2. Many who visit the basilica of St. Peter are also interested in Sistine Chapel facts. Both contain paintings and art by a number of Masters, including Michelangelo. To get into the Sistine Chapel and view some of the gorgeous artwork it is necessary to purchase Vatican Museum tickets.

3. St Peter’s Basilica is located inside Vatican City, and is the biggest church ever constructed. The original structure was originally built in the 300s, and was rebuilt because of structural collapses. The rebuilding was finished in the 1600s.

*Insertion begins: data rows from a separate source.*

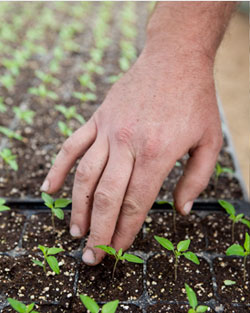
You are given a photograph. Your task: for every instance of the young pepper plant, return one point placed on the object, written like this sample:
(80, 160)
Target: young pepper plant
(3, 207)
(241, 251)
(93, 307)
(20, 307)
(234, 218)
(192, 299)
(48, 254)
(55, 206)
(181, 249)
(119, 256)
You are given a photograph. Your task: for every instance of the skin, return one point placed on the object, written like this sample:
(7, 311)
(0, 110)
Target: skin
(162, 108)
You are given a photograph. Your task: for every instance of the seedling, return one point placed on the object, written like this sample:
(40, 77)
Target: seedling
(174, 211)
(87, 96)
(192, 299)
(2, 206)
(20, 307)
(234, 218)
(182, 248)
(119, 256)
(70, 113)
(3, 107)
(48, 254)
(219, 170)
(43, 92)
(9, 158)
(55, 206)
(25, 115)
(241, 251)
(64, 129)
(93, 307)
(10, 133)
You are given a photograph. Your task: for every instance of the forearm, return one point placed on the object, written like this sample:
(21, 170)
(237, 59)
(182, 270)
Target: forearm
(187, 28)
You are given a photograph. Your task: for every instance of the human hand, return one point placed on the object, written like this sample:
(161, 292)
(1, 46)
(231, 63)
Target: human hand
(160, 110)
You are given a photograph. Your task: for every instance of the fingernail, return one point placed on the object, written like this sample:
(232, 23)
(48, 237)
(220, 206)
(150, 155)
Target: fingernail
(75, 231)
(45, 186)
(88, 256)
(187, 207)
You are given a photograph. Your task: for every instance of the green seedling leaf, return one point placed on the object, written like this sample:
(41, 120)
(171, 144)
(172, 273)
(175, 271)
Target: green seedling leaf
(165, 243)
(183, 245)
(191, 297)
(201, 308)
(59, 213)
(110, 307)
(62, 203)
(227, 206)
(17, 305)
(235, 250)
(229, 282)
(54, 250)
(37, 262)
(132, 258)
(107, 249)
(53, 263)
(192, 257)
(90, 304)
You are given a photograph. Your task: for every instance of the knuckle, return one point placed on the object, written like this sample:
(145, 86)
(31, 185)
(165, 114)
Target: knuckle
(102, 201)
(83, 173)
(123, 135)
(131, 208)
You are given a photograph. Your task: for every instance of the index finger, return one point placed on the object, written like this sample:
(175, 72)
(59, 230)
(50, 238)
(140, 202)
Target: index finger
(71, 150)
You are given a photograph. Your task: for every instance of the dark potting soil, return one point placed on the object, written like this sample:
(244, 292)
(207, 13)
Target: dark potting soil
(126, 285)
(161, 284)
(232, 268)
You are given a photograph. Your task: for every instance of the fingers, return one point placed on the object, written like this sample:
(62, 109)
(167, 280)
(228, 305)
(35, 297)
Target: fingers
(71, 150)
(86, 179)
(196, 176)
(107, 202)
(143, 188)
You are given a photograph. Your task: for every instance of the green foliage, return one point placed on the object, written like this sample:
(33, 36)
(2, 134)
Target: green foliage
(3, 107)
(181, 250)
(119, 256)
(232, 216)
(70, 113)
(25, 115)
(10, 133)
(21, 307)
(48, 254)
(64, 129)
(239, 250)
(192, 299)
(9, 158)
(55, 206)
(43, 92)
(93, 307)
(2, 206)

4. Millions of catholics visiting the Vatican from all over the world have explores the Basilica. A lucky few are allowed admittance to the Scavi, and this is supposed to be the location of the tomb of St. Peter. The Vatican only allows a couple of hundred visitors into the Scavi each day, and there are no clear cut guidelines for who is allowed in and who is kept out.

5. St Peter’s Basilica contains the only piece of work that was ever signed by the great artist and master Michelangelo. This is the sculpture PietA. The signature is located on the sash of the statue, and in 1972 the statue was heavily damaged by a geologist who believed he was Jesus Christ. Since then the statue is only shown from behind bulletproof glass.

6. St Peters Square is where crowds gather, especially each Sunday at noon. The Pope appears at the window overlooking the square and offers blessings to the crowd below. This is not the only time that crowds are in this area though, the square is usually full of visitors exploring the Vatican and fascinating history.

7. St Peter’s Basilica is one of the most popular places to visit in Rome for Catholics and non-Catholics both, and ranks right up there with the Sistine Chapel and other highly popular world renown and historic sights in Rome.